In a moment, you will use your imagination to get a clearer picture of your inner movie about requiring respect from others. The point of understanding this pattern of thoughts, feelings, and effects is to deepen your awareness of its dynamics and impact, so you can make conscious choices and create a new movie to live within.
Recall a time when you were driven to get respect from others. Close your eyes and replay the experience in your imagination. Then, write a brief description of the drama below, carefully including the thoughts that supported the drama, the feelings that arose from those thoughts, and how those feelings affected what you said and did. (Enter your response in the following box or in your word processor window.)
What effects did this drama have on you and others?
Briefly describe what you get from demanding respect. What are the payoffs?
Briefly describe the price you pay for it. What parts of yourself and your life do you sacrifice when your demand for respect becomes too extreme?
Is what you are getting in payoffs worth the sacrifices you have to make?

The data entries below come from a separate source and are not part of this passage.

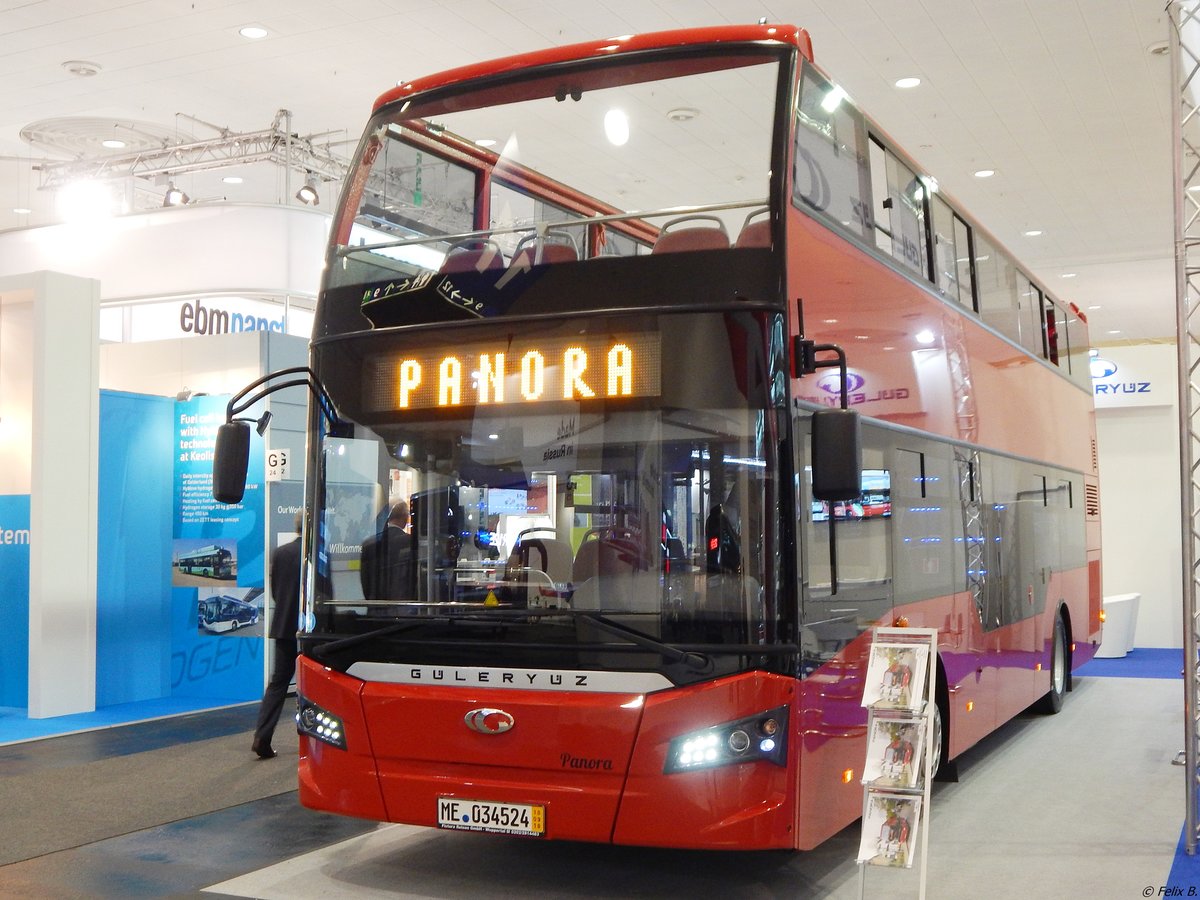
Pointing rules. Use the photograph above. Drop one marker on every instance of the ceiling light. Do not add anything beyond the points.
(174, 197)
(616, 127)
(82, 67)
(307, 193)
(833, 99)
(682, 114)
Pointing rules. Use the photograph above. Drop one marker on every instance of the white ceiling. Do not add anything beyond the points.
(1061, 97)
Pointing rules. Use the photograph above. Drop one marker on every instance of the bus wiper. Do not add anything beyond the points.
(354, 640)
(693, 660)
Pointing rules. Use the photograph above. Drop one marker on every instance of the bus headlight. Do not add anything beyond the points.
(319, 724)
(755, 738)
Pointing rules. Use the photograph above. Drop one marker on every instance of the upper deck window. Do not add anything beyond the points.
(601, 153)
(831, 172)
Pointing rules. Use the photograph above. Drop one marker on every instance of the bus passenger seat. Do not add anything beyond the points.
(553, 246)
(472, 256)
(755, 234)
(691, 238)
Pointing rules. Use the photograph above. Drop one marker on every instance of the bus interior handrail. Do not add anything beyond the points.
(567, 223)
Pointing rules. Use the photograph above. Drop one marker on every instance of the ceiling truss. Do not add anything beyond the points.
(276, 144)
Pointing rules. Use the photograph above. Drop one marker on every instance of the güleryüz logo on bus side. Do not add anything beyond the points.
(832, 383)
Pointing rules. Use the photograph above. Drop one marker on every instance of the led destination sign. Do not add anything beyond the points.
(603, 367)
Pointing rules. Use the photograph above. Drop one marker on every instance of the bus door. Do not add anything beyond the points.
(969, 675)
(845, 591)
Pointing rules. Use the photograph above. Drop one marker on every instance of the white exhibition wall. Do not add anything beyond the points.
(1137, 429)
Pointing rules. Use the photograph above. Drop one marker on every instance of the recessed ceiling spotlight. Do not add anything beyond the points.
(82, 67)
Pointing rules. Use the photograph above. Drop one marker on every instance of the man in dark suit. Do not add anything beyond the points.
(387, 571)
(286, 593)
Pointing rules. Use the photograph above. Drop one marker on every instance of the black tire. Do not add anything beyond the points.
(1060, 670)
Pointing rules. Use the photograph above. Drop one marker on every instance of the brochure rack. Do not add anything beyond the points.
(898, 773)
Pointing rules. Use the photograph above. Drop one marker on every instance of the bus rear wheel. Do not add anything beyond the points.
(1060, 670)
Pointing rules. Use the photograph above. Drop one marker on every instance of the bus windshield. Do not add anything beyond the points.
(613, 529)
(459, 197)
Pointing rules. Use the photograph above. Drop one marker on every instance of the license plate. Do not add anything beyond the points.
(489, 816)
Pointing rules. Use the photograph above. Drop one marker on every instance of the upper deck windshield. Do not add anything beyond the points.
(462, 197)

Having become more aware of this movie, including what you get from it and what you sacrifice, what new choices in thinking and being are being revealed to you? Note them.
Create a new movie
Relying on those choices and your creativity, sketch out ideas for a different movie which incorporates new ways of thinking and being. As you create your new movie, be aware that you are of two minds because you have a dual nature. Your duality gives you the capacity to shift from one thought to its opposite in a search for balance. For example, there is a part of you that does not crave respect from others because you have a strong enough ego to respect yourself. How will cultivating that capacity alter how you live?
With your eyes closed, imagine living in your new movie.
People who require respect may create a hierarchy of power, but never a real sense of community. They may receive a lot of respect from others because they demand it, but the pressure they apply to get it is likely to produce hidden resentment among those who must obey. Eventually, that resentment may work its way to the surface in subtle and blatant forms of criticism and gossip. While we all need respect from others, there is also an opposing side to us that can live without it. It is the self-respecting part of us that, feeling good about us, it is less driven to need admiration from others. Being of two minds about this issue gives us the capacity to balance wanting respect from others and respecting ourselves, so we are not driven to an extreme.